Arenas, not Brown, has become the Wizards' next star
Posted: Friday May 6, 2005 11:40AM; Updated: Friday May 6, 2005 3:20PM
Gilbert Arenas' buzzer-beater on Wednesday night was just his latest success with the Wizards.
Mitchell Layton/NBAE via Getty Images
The Washington Wizards were right about one thing: They believed the 2001 draft would produce their next franchise star.
That star turned out to be Gilbert Arenas, a second-round afterthought (No. 31 overall) taken by Golden State. Overlooked by teams that considered him to too small to be a shooter and too self-absorbed to be a passer, the 6-foot-3 Arenas spent the next two years making fun of his critics while earning himself a six-year, $64 million free-agent contract in 2003 as the Wizards' new point guard.

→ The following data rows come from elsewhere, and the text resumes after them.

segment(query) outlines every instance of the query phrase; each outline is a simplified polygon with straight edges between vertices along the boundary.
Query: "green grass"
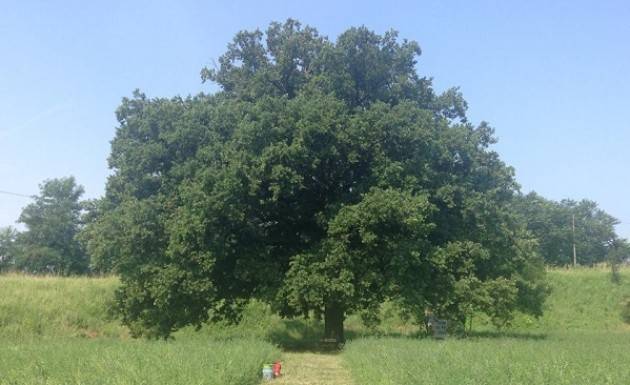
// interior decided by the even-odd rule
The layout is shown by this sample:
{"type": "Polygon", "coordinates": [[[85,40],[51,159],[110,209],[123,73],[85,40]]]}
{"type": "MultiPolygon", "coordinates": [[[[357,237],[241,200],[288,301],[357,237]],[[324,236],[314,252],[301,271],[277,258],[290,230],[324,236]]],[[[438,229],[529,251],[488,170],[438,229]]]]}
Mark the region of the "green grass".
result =
{"type": "Polygon", "coordinates": [[[133,340],[108,315],[116,285],[114,277],[0,276],[0,385],[250,385],[280,356],[242,333],[246,324],[216,338],[183,331],[168,342],[133,340]]]}
{"type": "Polygon", "coordinates": [[[613,284],[603,268],[551,270],[545,315],[519,316],[469,338],[365,338],[342,357],[357,384],[630,384],[630,327],[621,316],[630,270],[613,284]]]}
{"type": "Polygon", "coordinates": [[[0,384],[249,385],[277,357],[261,340],[48,339],[0,345],[0,384]]]}
{"type": "Polygon", "coordinates": [[[108,316],[115,277],[0,276],[0,338],[124,337],[108,316]]]}
{"type": "MultiPolygon", "coordinates": [[[[322,362],[344,384],[348,373],[361,385],[629,384],[622,310],[630,269],[620,285],[603,268],[555,269],[548,277],[552,293],[540,319],[518,315],[498,332],[478,317],[473,337],[434,341],[415,337],[418,327],[385,304],[376,329],[351,316],[345,350],[322,362]]],[[[282,320],[252,303],[239,325],[186,328],[168,342],[134,340],[109,315],[117,285],[115,277],[0,276],[0,385],[258,384],[261,364],[281,357],[277,346],[289,351],[281,383],[328,378],[312,351],[320,321],[282,320]]]]}

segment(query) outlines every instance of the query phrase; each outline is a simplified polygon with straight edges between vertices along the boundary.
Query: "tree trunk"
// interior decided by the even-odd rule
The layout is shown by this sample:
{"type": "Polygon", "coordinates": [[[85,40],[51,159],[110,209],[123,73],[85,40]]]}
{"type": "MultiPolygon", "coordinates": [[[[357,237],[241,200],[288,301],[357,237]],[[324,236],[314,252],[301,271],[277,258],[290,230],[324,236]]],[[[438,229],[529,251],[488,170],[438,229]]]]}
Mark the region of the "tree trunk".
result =
{"type": "Polygon", "coordinates": [[[334,339],[337,341],[337,344],[346,342],[343,333],[343,321],[345,318],[344,309],[340,304],[327,304],[324,310],[324,339],[334,339]]]}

That money had been expected to go to Kwame Brown, whom the Wizards originally picked No. 1 overall in 2001. While Arenas has tried tirelessly to prove he was the best player in that draft -- his rivals include Pau Gasol (the No. 3 pick and eventual Rookie of the Year), Richard Jefferson (No. 13) and Tony Parker (No. 29) -- Brown has been running in reverse.
The Wizards suspended Brown on Tuesday for the remainder of the playoffs for skipping practices and assailing head coach Eddie Jordan. The next night in Chicago, Jordan drew up a play that Arenas converted into a buzzer-beating jumper to give the Wizards a 3-2 series lead and a chance to close out their first-round series against the Bulls on Friday in Game 6 at Washington.

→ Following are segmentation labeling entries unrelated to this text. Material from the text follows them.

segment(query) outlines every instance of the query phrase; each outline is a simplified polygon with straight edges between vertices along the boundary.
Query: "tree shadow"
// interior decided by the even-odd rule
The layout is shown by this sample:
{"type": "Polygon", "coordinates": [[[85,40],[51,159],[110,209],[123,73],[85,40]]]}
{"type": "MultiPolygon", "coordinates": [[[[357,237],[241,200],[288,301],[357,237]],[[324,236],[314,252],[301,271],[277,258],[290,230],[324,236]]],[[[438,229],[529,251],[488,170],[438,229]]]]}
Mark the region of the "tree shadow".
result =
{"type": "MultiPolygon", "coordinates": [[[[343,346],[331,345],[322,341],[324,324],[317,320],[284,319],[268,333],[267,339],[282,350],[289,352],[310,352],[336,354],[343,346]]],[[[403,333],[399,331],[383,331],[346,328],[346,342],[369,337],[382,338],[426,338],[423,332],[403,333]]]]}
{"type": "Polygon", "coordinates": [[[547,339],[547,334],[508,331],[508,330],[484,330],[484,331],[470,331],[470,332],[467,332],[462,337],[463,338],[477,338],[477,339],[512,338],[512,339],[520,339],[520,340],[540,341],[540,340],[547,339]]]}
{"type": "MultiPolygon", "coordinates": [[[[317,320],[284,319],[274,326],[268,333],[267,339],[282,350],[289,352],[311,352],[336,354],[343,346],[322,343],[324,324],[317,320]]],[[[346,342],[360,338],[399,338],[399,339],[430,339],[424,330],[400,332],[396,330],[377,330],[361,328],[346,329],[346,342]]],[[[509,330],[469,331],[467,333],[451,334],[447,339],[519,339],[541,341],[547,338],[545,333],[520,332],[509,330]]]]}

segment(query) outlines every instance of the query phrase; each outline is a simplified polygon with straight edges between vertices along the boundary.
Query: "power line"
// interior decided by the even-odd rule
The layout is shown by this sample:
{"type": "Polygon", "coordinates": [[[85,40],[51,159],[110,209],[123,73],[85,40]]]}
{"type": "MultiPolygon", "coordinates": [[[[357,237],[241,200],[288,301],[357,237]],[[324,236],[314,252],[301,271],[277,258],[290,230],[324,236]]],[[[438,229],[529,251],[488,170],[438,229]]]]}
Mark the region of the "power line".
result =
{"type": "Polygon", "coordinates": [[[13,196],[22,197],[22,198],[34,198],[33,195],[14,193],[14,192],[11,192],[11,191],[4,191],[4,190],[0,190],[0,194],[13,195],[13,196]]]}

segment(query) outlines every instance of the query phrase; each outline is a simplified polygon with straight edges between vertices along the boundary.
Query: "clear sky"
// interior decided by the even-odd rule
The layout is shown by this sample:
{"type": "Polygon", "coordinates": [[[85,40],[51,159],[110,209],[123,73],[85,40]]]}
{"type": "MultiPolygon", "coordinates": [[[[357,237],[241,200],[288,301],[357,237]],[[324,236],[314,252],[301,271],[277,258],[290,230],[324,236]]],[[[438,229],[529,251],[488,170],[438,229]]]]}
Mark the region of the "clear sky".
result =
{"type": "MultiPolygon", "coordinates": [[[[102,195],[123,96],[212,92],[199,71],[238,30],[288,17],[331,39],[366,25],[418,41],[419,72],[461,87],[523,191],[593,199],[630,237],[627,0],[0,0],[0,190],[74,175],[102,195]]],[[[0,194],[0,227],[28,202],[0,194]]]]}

The Wizards might have been able to use the 6-foot-11 Brown's 243 pounds in a potential second-round match-up against Miami's Shaquille O'Neal and Alonzo Mourning. But they haven't missed him in this series, because Arenas -- along with Antawn Jamison and Larry Hughes -- has taken on the leadership Brown was meant to assume. Should the Wizards fulfill their apparent intention to trade Brown, it could create more space for them to re-sign Hughes as a free agent.

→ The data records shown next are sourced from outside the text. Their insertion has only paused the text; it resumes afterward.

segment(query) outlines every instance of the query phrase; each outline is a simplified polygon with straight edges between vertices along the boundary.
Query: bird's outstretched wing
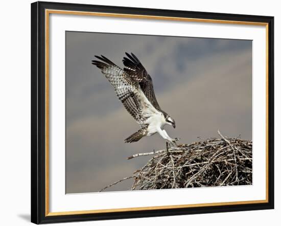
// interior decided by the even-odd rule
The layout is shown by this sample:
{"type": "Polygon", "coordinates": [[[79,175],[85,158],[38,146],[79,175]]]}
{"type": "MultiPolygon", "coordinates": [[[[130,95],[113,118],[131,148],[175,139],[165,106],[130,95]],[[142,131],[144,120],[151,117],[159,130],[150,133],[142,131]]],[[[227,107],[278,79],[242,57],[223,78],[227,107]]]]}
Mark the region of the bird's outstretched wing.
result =
{"type": "Polygon", "coordinates": [[[100,69],[114,87],[117,97],[128,112],[140,124],[156,110],[146,97],[137,82],[106,57],[95,56],[92,63],[100,69]]]}
{"type": "Polygon", "coordinates": [[[127,57],[124,57],[123,60],[125,65],[124,71],[134,81],[139,84],[144,93],[152,105],[158,110],[161,110],[154,94],[151,77],[134,54],[131,53],[130,55],[128,53],[125,53],[127,57]]]}

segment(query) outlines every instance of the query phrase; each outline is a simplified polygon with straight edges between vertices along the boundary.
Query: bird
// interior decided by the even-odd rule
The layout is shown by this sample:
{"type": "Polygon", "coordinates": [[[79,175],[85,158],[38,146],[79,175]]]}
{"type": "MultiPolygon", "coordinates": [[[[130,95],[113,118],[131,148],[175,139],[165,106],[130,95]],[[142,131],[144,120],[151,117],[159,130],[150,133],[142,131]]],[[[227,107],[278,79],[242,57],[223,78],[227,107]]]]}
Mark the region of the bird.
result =
{"type": "Polygon", "coordinates": [[[156,133],[168,144],[176,144],[178,138],[172,139],[163,129],[165,125],[176,128],[176,122],[161,109],[156,100],[152,79],[136,56],[125,53],[122,69],[103,56],[92,64],[101,70],[114,89],[115,93],[128,112],[140,126],[140,129],[125,140],[125,143],[138,141],[144,137],[156,133]]]}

More than a few teams have called this week hoping to take Brown's potential off the Wizards' hands for little in return, and why not? His next franchise can invest a risk-free year in Brown before deciding whether or not to re-sign him as an unrestricted free agent in 2006. But it's going to take more than giving him a new uniform and playbook: He needs to be paired with a top assistant coach/guidance counselor like Indiana's Mike Brown, Milwaukee's Jim Boylen or Memphis' John Welch -- a dynamic caregiver who will invest the time to help him work through his problems. Kwame needs a lot of help.
Upping the scoring
It produced a league-high 62 wins and 110.4 points per game, yet all Phoenix head coach Mike D'Antoni heard was that his fast-break offense would fail in the slow grind of the postseason. "I thought for sure it would work in the playoffs,'' he says, and he has factual data to back his claim. Teams across the board are running faster and scoring more in the playoffs than in the regular season.
As of today, playoff teams are averaging 99.4 ppg (last year during the playoffs they averaged 88). Teams are shooting 44.8 percent overall (compared to 42.1 percent in postseason last year) and 36.5 percent from the 3-point line (32.4 percent last year). At the same time teams are averaging 13.9 turnovers, a 1.0 reduction from last year's playoffs.
Scoring has ballooned -- 10 clubs are exceeding 100 points per game in the playoffs, something only five teams accomplished in the regular season. Referees are continuing to penalize hand-checking on the perimeter in the postseason, but D'Antoni believes teams have adapted to the rule change four years ago that authorized zone defenses. "It's had a big impact because teams are able to load up defensively,'' D'Antoni says. "That means you have to have more guys on the floor who can shoot.''
The Dallas-Houston series reflects the positive change. Both teams are scoring more than 100 points a game while playing an up-and-down pace that recalls the glorious 1980s (the era before Pat Riley went to the dark side). Critics argued that zone defenses would curtail the superstars, but most teams play zone only a handful of times per game. Far more important is an up-tempo pace that is bringing out the best in Tracy McGrady and Dirk Nowitzki.
The Suns swept Memphis in the first round while averaging 113.8 points against a Grizzlies defense ranked No. 4 during the regular season. Steve Nash, Amare Stoudemire and Shawn Marion have been resting since Monday, giving them a full week off before meeting the exhausted survivor of Saturday's Game 7 in Dallas.